Ces derniers disent au revoir pendant quelques semaines -voire plusieurs mois- aux sculptures et lettres d'or des devantures de monuments historiques en travaux, remplacées par des bâches publicitaires de grandes marques de prêt-à-porter ou de joaillerie, mesurant plusieurs dizaines de mètres carrés.

L'église parisienne de La Madeleine avait ainsi été recouverte pour isoler le travail des artisans qui s'affairaient sur sa façade principale. Jusque très récemment, puisqu'elle a été inaugurée ce mercredi 3 avril après trois années de travaux.
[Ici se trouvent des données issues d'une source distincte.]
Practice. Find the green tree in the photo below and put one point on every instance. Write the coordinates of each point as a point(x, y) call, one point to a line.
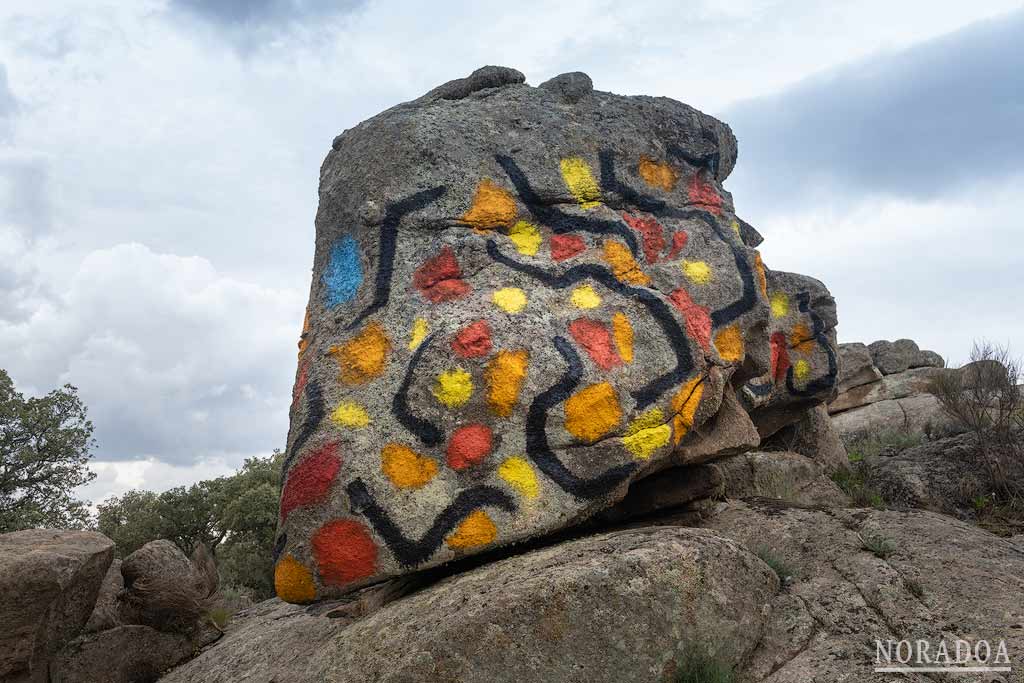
point(45, 446)
point(236, 517)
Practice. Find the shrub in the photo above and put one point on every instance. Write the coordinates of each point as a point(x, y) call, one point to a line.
point(878, 545)
point(781, 569)
point(985, 398)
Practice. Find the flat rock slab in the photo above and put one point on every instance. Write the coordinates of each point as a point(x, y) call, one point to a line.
point(941, 579)
point(48, 586)
point(523, 299)
point(606, 608)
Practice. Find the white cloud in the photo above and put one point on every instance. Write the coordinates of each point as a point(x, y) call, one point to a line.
point(174, 359)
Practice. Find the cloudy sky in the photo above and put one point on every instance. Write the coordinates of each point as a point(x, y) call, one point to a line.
point(159, 164)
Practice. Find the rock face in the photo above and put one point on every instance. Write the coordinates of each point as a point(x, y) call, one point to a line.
point(523, 299)
point(890, 396)
point(938, 579)
point(610, 607)
point(48, 586)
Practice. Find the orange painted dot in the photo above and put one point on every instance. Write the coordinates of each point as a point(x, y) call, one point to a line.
point(363, 357)
point(593, 412)
point(473, 341)
point(344, 552)
point(469, 445)
point(505, 375)
point(475, 530)
point(293, 582)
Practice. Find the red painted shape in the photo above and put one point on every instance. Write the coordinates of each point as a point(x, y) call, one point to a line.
point(439, 279)
point(697, 317)
point(678, 243)
point(702, 194)
point(779, 356)
point(566, 246)
point(469, 445)
point(344, 552)
point(651, 232)
point(300, 383)
point(595, 338)
point(473, 341)
point(309, 481)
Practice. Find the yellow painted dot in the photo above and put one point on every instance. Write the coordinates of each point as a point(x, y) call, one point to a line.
point(510, 299)
point(364, 356)
point(580, 180)
point(454, 387)
point(657, 173)
point(475, 530)
point(419, 334)
point(697, 272)
point(779, 304)
point(624, 266)
point(526, 238)
point(729, 342)
point(351, 415)
point(293, 582)
point(685, 404)
point(406, 468)
point(593, 412)
point(647, 433)
point(801, 370)
point(520, 476)
point(623, 332)
point(585, 297)
point(505, 374)
point(493, 207)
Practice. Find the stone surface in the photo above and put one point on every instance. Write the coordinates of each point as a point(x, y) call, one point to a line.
point(107, 612)
point(815, 436)
point(899, 385)
point(165, 589)
point(856, 367)
point(779, 474)
point(523, 299)
point(804, 363)
point(912, 414)
point(944, 579)
point(611, 607)
point(48, 585)
point(945, 475)
point(121, 654)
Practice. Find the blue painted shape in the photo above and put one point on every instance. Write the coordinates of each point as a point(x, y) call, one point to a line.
point(343, 273)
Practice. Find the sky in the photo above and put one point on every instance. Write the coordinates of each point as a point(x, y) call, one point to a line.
point(159, 163)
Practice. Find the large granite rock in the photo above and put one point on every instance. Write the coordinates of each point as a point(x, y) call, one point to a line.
point(856, 367)
point(48, 585)
point(805, 364)
point(523, 300)
point(900, 385)
point(122, 654)
point(900, 355)
point(619, 606)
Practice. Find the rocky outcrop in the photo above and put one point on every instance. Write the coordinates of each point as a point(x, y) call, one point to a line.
point(49, 581)
point(892, 396)
point(616, 606)
point(523, 300)
point(865, 574)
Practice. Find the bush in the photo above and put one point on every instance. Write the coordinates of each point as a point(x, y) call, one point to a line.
point(985, 398)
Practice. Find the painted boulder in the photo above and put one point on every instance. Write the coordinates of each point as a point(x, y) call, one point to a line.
point(523, 299)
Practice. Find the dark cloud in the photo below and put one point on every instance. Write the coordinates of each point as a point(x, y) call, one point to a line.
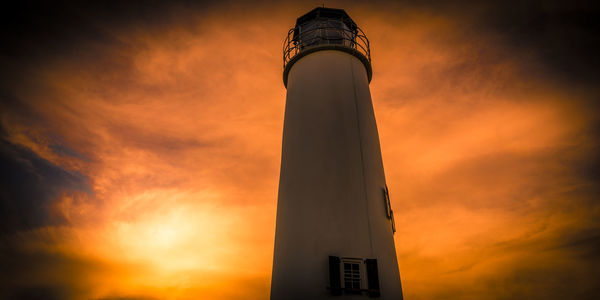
point(28, 185)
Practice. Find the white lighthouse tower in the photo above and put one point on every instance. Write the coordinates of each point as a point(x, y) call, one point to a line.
point(335, 225)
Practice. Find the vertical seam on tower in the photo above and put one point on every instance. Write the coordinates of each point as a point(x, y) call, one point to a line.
point(362, 160)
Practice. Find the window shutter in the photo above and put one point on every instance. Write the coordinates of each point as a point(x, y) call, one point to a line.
point(373, 278)
point(334, 276)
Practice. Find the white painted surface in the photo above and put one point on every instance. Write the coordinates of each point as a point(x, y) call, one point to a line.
point(330, 191)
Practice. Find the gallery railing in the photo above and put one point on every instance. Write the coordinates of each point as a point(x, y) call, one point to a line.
point(324, 35)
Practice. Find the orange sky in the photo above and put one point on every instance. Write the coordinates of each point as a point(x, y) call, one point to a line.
point(176, 130)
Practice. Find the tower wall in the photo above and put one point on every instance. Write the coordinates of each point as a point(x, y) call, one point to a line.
point(331, 183)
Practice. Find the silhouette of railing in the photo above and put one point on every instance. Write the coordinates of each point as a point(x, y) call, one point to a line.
point(323, 35)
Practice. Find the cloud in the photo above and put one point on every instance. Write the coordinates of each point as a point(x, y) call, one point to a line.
point(141, 145)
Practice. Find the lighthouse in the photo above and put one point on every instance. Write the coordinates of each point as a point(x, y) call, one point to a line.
point(335, 225)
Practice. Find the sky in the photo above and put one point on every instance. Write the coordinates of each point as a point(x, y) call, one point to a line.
point(140, 146)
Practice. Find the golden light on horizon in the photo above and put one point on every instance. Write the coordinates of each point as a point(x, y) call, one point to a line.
point(175, 132)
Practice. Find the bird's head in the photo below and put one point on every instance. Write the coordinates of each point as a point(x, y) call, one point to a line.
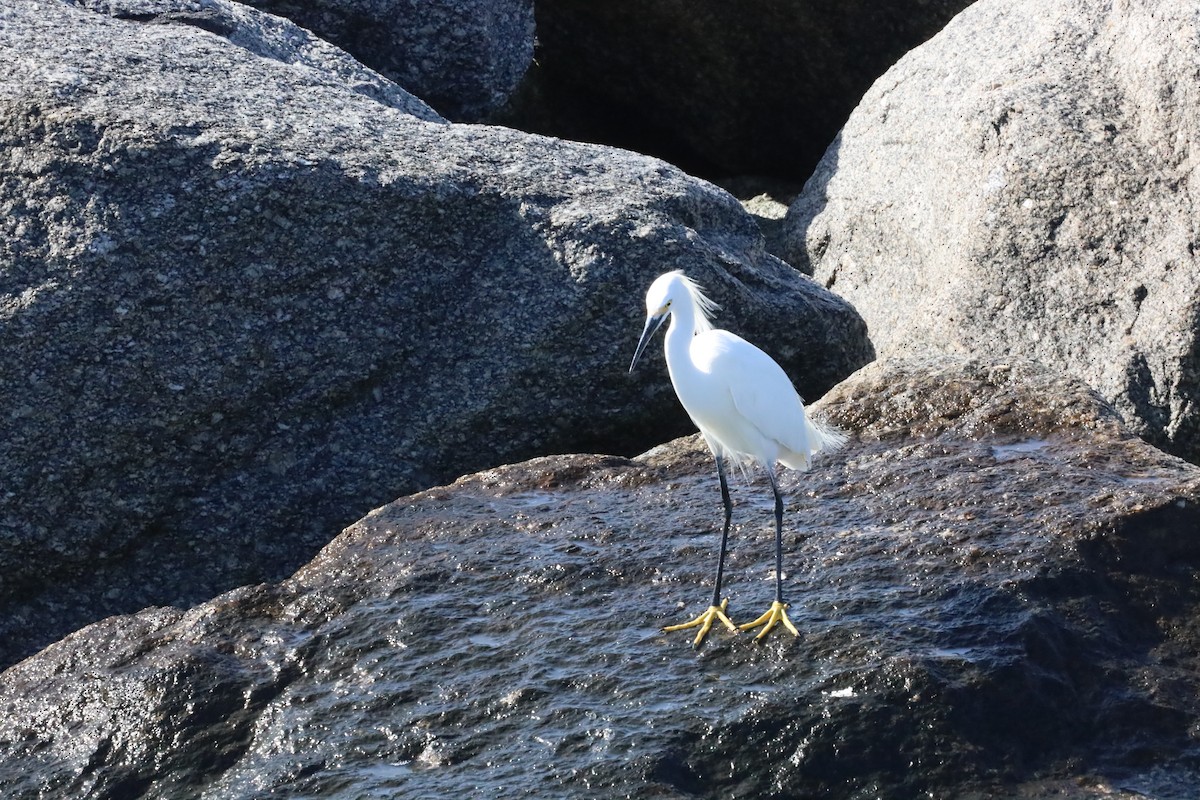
point(672, 292)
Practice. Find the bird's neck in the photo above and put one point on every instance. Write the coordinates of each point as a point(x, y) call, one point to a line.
point(678, 340)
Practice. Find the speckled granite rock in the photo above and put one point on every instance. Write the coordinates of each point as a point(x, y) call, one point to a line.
point(245, 278)
point(1024, 185)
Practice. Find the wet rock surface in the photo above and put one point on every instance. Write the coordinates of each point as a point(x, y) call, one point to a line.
point(995, 583)
point(1024, 184)
point(251, 288)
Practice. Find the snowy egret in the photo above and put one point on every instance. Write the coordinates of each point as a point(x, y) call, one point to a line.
point(748, 411)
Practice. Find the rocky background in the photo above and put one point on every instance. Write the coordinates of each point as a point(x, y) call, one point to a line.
point(265, 269)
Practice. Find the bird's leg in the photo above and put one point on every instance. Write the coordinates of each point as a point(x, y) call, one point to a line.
point(778, 611)
point(717, 608)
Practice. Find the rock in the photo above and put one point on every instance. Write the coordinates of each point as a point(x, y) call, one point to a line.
point(718, 88)
point(995, 583)
point(252, 289)
point(1023, 185)
point(462, 56)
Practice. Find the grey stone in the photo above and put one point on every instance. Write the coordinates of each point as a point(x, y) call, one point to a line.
point(719, 88)
point(465, 58)
point(995, 585)
point(1024, 184)
point(250, 289)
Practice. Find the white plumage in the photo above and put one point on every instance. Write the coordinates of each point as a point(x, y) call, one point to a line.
point(741, 400)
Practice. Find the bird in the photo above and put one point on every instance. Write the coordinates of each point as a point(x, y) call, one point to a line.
point(748, 413)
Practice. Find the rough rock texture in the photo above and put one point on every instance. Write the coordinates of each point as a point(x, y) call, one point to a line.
point(250, 289)
point(1025, 184)
point(995, 582)
point(465, 58)
point(720, 88)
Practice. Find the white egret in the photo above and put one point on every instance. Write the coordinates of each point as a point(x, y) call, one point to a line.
point(747, 409)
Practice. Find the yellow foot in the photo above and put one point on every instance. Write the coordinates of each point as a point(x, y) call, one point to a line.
point(705, 621)
point(777, 613)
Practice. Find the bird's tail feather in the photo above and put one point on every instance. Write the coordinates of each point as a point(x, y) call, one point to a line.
point(825, 437)
point(821, 437)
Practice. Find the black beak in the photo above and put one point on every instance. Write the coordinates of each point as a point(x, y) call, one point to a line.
point(652, 325)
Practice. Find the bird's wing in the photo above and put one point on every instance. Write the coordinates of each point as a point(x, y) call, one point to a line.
point(761, 390)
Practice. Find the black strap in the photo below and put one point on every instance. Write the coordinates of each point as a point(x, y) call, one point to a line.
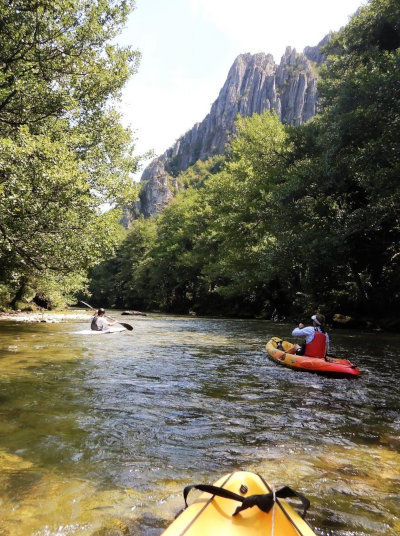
point(264, 502)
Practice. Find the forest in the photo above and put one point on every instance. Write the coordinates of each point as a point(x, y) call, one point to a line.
point(293, 219)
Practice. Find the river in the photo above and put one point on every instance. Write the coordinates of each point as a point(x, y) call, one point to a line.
point(99, 434)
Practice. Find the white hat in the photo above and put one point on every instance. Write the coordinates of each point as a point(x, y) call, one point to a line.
point(314, 317)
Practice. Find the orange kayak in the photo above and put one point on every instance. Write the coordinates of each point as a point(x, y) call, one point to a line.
point(279, 351)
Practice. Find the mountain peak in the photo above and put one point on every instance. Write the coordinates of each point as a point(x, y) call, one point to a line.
point(255, 83)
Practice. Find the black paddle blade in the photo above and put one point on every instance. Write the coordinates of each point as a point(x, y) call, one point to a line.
point(87, 305)
point(126, 326)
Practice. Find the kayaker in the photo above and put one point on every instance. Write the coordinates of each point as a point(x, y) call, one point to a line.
point(99, 322)
point(317, 340)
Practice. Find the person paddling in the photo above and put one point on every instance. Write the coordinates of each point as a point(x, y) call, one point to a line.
point(99, 323)
point(317, 340)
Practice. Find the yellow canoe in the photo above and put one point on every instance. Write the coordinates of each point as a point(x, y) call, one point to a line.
point(211, 515)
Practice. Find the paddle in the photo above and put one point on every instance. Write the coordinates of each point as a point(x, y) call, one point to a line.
point(126, 326)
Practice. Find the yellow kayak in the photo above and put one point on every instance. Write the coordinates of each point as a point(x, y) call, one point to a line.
point(212, 515)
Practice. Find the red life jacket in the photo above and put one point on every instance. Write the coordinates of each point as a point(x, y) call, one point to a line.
point(317, 347)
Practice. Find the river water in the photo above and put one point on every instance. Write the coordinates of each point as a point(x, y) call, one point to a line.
point(100, 433)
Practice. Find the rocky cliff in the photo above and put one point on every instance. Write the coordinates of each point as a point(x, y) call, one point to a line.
point(255, 83)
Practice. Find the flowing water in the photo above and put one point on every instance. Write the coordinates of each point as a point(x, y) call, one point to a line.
point(100, 433)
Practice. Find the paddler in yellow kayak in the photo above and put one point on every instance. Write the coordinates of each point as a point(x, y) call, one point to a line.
point(317, 339)
point(99, 323)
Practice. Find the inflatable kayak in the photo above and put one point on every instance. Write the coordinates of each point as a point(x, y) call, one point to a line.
point(279, 352)
point(111, 329)
point(240, 504)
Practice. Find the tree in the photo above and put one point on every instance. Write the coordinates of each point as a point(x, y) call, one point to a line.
point(64, 151)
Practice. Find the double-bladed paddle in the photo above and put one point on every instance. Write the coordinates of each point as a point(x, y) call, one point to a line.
point(126, 326)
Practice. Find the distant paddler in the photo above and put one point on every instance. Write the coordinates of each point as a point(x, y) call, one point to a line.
point(99, 322)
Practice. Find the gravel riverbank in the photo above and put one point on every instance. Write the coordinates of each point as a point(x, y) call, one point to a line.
point(46, 316)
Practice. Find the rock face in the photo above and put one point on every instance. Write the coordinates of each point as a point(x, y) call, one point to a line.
point(255, 83)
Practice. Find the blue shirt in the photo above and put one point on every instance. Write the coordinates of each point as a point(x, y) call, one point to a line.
point(309, 333)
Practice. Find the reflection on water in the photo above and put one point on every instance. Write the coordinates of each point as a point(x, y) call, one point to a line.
point(99, 434)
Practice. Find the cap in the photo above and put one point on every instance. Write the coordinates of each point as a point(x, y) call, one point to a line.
point(314, 317)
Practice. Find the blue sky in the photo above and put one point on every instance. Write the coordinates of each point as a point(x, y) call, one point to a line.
point(188, 47)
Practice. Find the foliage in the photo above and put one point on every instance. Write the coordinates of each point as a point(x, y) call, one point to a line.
point(63, 150)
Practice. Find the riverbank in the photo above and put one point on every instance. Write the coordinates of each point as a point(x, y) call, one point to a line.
point(46, 316)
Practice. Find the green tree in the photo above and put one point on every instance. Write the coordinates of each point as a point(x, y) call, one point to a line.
point(64, 151)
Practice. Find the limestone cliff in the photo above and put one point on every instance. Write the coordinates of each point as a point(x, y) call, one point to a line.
point(255, 83)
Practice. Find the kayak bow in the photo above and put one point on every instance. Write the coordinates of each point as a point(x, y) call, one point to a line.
point(218, 513)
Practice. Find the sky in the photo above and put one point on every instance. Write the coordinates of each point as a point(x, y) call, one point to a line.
point(188, 46)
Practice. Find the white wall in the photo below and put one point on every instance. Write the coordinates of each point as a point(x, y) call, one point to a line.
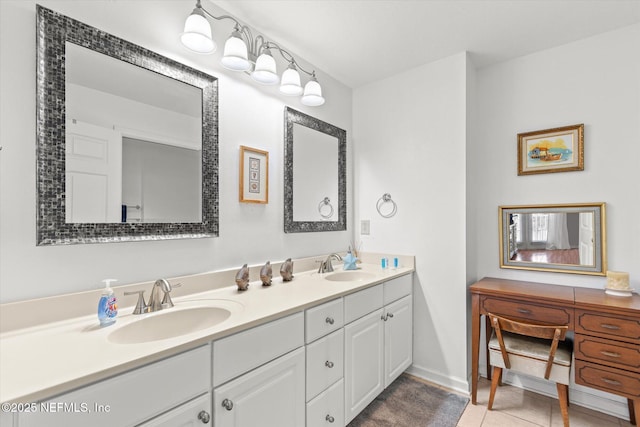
point(249, 115)
point(595, 81)
point(409, 138)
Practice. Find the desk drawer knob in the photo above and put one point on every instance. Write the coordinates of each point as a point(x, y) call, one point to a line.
point(611, 382)
point(610, 327)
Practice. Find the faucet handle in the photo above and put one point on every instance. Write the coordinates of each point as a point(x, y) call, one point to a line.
point(166, 300)
point(141, 305)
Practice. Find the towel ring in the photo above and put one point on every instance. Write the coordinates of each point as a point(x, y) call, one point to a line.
point(325, 202)
point(386, 198)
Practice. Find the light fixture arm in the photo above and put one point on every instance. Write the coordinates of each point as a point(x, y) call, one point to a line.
point(253, 44)
point(288, 57)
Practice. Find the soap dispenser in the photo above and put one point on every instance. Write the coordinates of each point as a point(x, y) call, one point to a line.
point(107, 307)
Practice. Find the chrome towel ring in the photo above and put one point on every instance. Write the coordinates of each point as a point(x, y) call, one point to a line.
point(386, 198)
point(323, 203)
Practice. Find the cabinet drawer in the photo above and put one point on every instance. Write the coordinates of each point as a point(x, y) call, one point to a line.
point(117, 401)
point(606, 352)
point(193, 413)
point(239, 353)
point(325, 363)
point(363, 302)
point(612, 380)
point(537, 313)
point(328, 408)
point(323, 319)
point(608, 326)
point(397, 288)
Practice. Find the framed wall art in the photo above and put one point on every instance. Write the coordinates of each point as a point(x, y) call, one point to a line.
point(551, 150)
point(254, 175)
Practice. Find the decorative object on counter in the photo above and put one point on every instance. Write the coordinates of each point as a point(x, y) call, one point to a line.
point(618, 284)
point(386, 198)
point(244, 53)
point(551, 150)
point(266, 273)
point(286, 270)
point(349, 261)
point(107, 306)
point(323, 203)
point(242, 278)
point(254, 175)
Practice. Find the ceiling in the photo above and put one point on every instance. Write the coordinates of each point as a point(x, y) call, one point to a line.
point(361, 41)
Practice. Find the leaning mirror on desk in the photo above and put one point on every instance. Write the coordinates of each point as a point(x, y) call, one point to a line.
point(563, 238)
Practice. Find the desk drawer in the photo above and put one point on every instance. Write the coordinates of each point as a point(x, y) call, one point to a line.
point(612, 380)
point(607, 352)
point(523, 310)
point(608, 326)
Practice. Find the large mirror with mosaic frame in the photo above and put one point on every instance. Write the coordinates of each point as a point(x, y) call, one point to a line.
point(315, 183)
point(60, 42)
point(564, 238)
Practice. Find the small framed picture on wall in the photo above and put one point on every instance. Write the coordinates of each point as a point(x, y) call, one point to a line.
point(551, 150)
point(254, 175)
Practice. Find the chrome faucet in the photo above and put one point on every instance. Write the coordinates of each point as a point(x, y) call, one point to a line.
point(160, 297)
point(326, 266)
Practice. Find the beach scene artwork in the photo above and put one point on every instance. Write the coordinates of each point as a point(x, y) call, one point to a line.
point(551, 150)
point(543, 152)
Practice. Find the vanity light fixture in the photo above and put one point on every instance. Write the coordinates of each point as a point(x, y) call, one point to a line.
point(243, 52)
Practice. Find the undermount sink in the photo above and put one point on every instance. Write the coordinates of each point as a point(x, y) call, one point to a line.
point(349, 276)
point(170, 323)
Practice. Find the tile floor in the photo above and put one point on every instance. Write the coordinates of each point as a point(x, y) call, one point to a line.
point(515, 407)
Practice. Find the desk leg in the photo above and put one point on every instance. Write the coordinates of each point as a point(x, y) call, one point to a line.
point(475, 345)
point(488, 329)
point(634, 410)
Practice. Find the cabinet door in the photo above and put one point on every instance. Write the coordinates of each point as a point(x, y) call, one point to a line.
point(272, 395)
point(364, 362)
point(195, 413)
point(398, 338)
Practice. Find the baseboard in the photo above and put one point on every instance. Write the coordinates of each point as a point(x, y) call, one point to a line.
point(455, 384)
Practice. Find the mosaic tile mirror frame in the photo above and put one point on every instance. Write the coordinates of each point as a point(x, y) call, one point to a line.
point(53, 31)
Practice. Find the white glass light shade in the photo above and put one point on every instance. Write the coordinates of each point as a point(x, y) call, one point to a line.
point(235, 54)
point(312, 96)
point(197, 33)
point(290, 84)
point(265, 69)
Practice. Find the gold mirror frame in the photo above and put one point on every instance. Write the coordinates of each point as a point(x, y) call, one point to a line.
point(508, 241)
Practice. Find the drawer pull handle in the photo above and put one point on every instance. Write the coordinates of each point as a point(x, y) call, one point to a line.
point(611, 382)
point(204, 417)
point(610, 327)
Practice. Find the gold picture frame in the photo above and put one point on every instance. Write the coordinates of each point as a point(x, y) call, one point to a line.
point(551, 150)
point(254, 175)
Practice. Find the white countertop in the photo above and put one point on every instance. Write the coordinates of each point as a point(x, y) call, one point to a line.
point(42, 361)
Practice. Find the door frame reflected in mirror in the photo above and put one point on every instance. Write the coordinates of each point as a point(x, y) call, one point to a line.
point(509, 247)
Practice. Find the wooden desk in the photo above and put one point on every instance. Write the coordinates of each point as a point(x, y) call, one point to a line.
point(607, 330)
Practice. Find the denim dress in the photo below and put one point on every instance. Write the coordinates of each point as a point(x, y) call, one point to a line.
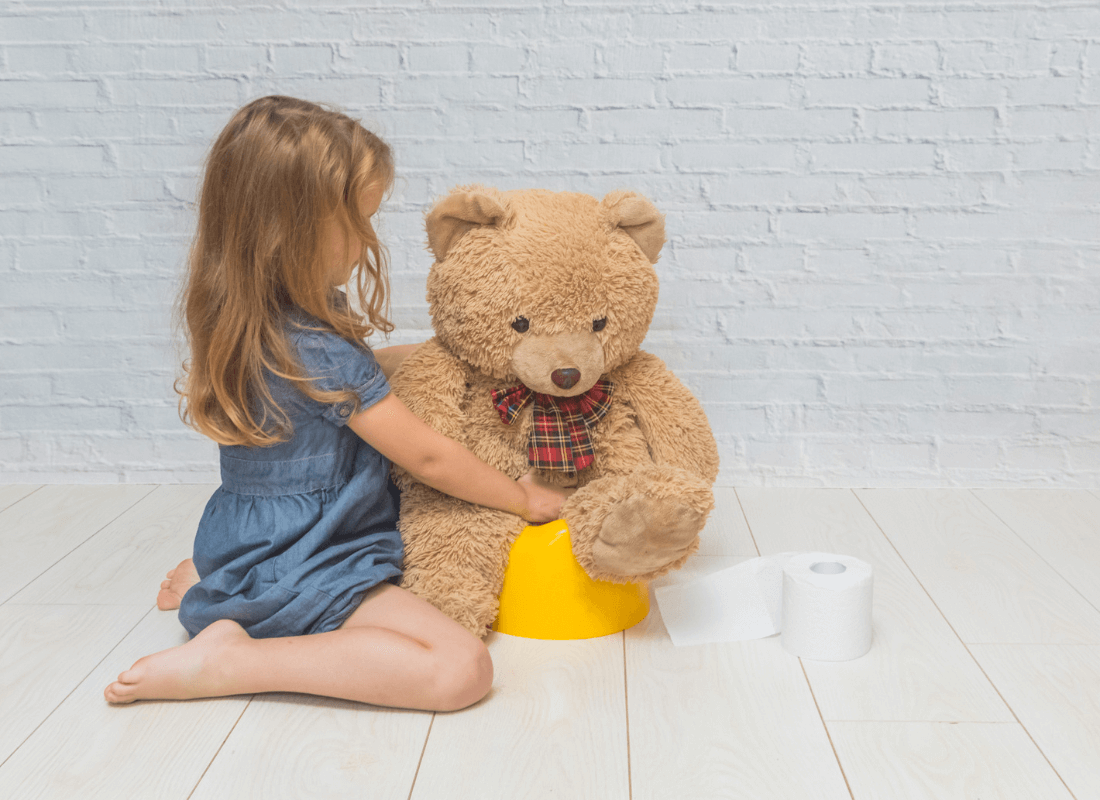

Si ce procédé de financement des travaux de rénovation des lieux emblématiques de la capitale via l'argent de ces mégacampagnes de pub n'est pas nouveau à Paris, il interroge sur la place de l'État et des entreprises privées dans la rénovation des édifices historiques.

Une bâche publicitaire, installée sur l'une des devanture du Carrousel du Louvre à Paris, le 30 septembre 2023.
Une bâche publicitaire, installée sur l'une des devanture du Carrousel du Louvre à Paris, le 30 septembre 2023. © BFMTV.com

Un encadrement strict

Régies par les codes de l'environnement et du patrimoine, les rénovations des monuments historiques sont soumises à des règles strictes. Le code de l’environnement interdit toute publicité sur les immeubles classés ou inscrits au titre des monuments historiques.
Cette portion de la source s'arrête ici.